EU under intense pressure to save eurozone
Wednesday, 30 November 2011
BRUSSELS, Nov 29 (AFP): Eurozone finance ministers meet Tuesday under intense pressure to stop the debt crisis from shattering the monetary union.
The United States, IMF and Organisation for Economic Cooperation and Development each issued urgent warnings in the hours leading up to the meeting that decisive action is essential to prevent global economic meltdown.
The possible fragmentation of the eurozone is now an explicit concern at the highest levels, and there are signs that the consequent lack of confidence is crimping lending by banks with balance sheets burdened by sovereign debt.
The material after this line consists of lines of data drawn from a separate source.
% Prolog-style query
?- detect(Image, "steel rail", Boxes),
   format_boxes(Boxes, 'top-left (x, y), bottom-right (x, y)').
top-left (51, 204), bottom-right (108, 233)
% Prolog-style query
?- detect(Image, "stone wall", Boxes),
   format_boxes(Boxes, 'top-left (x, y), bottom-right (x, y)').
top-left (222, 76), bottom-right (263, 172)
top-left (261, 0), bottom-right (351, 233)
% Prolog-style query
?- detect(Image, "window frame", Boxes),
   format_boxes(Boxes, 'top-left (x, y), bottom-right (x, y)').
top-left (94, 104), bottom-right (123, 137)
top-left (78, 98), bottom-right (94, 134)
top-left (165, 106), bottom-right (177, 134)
The ministers must show that they can turbo-charge a 440-billion-euro ($586 billion) rescue fund that has helped Ireland and Portugal but is deemed too small to save Italy and Spain if the crisis brings these countries, with the third and fourth eurozone economies, to their knees.
New Italian Prime Minister Mario Monti, who holds the finance portfolio, will join the talks to outline radical cuts, tax rises and reforms aimed at keeping his highly-indebted nation at bay from the wrath of markets.
The eurozone partners are also expected to release billions of euros in long-blocked loans for Greece after politicians in Athens belatedly sent written pledges vowing to implement harsh austerity measures demanded by foreign lenders.